MISRA Compliancy

Willert Software Tools GmbH has gone through great effort to adapt the code in the RXF to make it MISRA C++ 2008 compliant. If your application must be MISRA compliant, you must set up your own MISRA compliance process, which can be based on our product, your model and project specific MISRA documents and procedures. This should at least include:
  1. A compliance matrix, which shows how compliance has been enforced. 
  2. All of the code in the product is compliant with the MISRA rules or is subject to documented deviations. 
  3. A list of all instances of rules not being followed is maintained, and for each instance there is an appropriately signed-off deviation.
  4. The following issues have been addressed in the development team: 
    1. Training 
    2. Style guide 
    3. Compiler selection and validation 
    4. Checking tool validation 
    5. Metrics 
    6. Test coverage

In the sources of the RXF, excluding those of the Container Classes, you will find code comments, which refer to MISRA rules. These MISRA suppression comments use macros to be able to support different tools for MISRA compliancy checking. Some tools can be adapted to recognize these macros as specific rule suppression comments while for other tools such as PC-lint the macros need to be replaced by tool specific suppressions first.

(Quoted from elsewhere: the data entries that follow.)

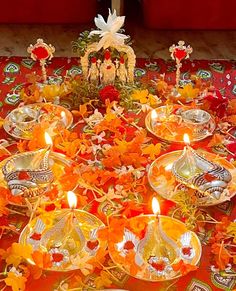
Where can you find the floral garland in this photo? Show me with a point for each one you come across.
(111, 153)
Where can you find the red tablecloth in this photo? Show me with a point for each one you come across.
(221, 73)
(184, 14)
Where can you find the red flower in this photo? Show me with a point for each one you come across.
(23, 175)
(180, 54)
(209, 178)
(50, 207)
(36, 236)
(109, 92)
(57, 257)
(129, 245)
(41, 53)
(92, 244)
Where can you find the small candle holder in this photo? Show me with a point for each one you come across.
(169, 122)
(153, 253)
(24, 118)
(68, 236)
(41, 52)
(178, 53)
(198, 173)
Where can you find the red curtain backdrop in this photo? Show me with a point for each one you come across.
(188, 14)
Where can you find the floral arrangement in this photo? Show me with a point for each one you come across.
(111, 155)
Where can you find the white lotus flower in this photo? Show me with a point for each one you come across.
(108, 30)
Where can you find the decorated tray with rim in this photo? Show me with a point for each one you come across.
(164, 183)
(20, 122)
(168, 124)
(134, 248)
(57, 163)
(69, 239)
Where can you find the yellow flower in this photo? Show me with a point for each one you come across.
(16, 253)
(153, 100)
(17, 282)
(161, 86)
(188, 92)
(103, 280)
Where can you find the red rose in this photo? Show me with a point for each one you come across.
(109, 92)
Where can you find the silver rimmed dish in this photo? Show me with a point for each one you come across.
(68, 236)
(165, 184)
(57, 163)
(21, 121)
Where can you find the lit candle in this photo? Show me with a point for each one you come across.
(155, 206)
(70, 218)
(165, 245)
(48, 140)
(63, 118)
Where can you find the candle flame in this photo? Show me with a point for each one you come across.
(72, 199)
(186, 138)
(153, 114)
(155, 206)
(48, 139)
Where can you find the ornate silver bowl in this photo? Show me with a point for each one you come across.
(201, 174)
(28, 173)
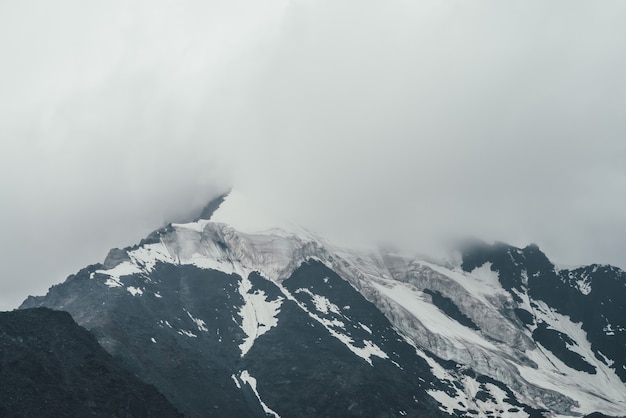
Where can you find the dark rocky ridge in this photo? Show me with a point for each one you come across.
(51, 367)
(600, 307)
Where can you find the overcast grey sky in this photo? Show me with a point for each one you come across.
(388, 120)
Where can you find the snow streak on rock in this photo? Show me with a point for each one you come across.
(246, 378)
(258, 315)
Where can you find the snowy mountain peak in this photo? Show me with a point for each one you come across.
(268, 307)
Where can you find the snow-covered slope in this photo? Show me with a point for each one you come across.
(271, 308)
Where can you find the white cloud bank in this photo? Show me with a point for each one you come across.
(385, 120)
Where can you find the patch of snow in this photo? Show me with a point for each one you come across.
(322, 304)
(135, 291)
(245, 377)
(113, 282)
(258, 315)
(123, 269)
(600, 392)
(365, 327)
(418, 304)
(187, 333)
(584, 286)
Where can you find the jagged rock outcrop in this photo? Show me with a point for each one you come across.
(51, 367)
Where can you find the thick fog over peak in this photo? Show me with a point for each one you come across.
(365, 120)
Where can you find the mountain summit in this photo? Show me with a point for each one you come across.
(241, 314)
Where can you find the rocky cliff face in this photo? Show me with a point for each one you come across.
(51, 367)
(227, 316)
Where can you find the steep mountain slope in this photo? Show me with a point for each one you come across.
(229, 316)
(51, 367)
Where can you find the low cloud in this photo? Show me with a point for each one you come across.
(369, 120)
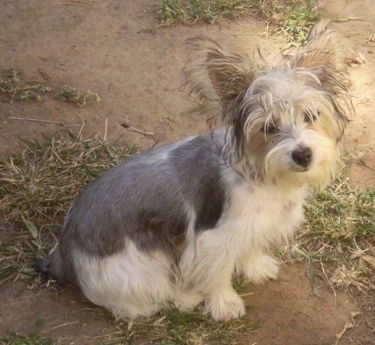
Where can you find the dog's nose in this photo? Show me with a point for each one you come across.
(302, 156)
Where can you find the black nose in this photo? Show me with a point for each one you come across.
(302, 156)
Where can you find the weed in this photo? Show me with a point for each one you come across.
(33, 338)
(293, 18)
(15, 88)
(78, 98)
(340, 230)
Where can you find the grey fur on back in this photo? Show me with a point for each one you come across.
(146, 199)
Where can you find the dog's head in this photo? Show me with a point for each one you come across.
(283, 123)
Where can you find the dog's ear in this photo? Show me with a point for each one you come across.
(324, 57)
(215, 76)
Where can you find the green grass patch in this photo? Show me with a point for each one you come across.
(78, 98)
(33, 338)
(293, 18)
(340, 232)
(172, 327)
(13, 87)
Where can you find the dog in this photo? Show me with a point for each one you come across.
(177, 222)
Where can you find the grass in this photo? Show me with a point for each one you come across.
(14, 88)
(173, 327)
(293, 18)
(33, 338)
(78, 98)
(38, 184)
(340, 233)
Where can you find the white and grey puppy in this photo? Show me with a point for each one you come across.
(177, 222)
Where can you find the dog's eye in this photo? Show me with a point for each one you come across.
(311, 117)
(269, 128)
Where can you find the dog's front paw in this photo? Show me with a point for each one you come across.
(225, 306)
(262, 268)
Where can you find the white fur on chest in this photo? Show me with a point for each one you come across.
(262, 215)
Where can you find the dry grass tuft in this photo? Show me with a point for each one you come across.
(15, 88)
(293, 18)
(340, 233)
(174, 327)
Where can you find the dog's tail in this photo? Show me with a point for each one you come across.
(51, 267)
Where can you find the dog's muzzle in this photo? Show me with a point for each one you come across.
(303, 158)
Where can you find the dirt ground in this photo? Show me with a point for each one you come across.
(113, 48)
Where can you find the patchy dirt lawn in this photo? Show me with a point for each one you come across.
(114, 48)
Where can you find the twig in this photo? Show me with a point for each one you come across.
(83, 123)
(139, 131)
(36, 120)
(59, 326)
(105, 129)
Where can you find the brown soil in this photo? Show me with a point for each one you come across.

Please contact our sales department at +49 5722 9678 60 for any questions or inquiries for acquiring our MISRA specific documents and procedures.

MISRA Settings / Profiles

The RXF profile implies MISRA improvement properties, which are automatically used when the RXF is used. The details of the overridden MISRA-related properties can be reviewed via the file "RXF\Profiles\Rhapsody\Properties\MISRA.prp".

In addition our RXFStereotypesCpp profile offers stereotypes that can be used in the user model to make e.g. an operation suppress some MISRA rule(s) in their body or specification, set up via tags.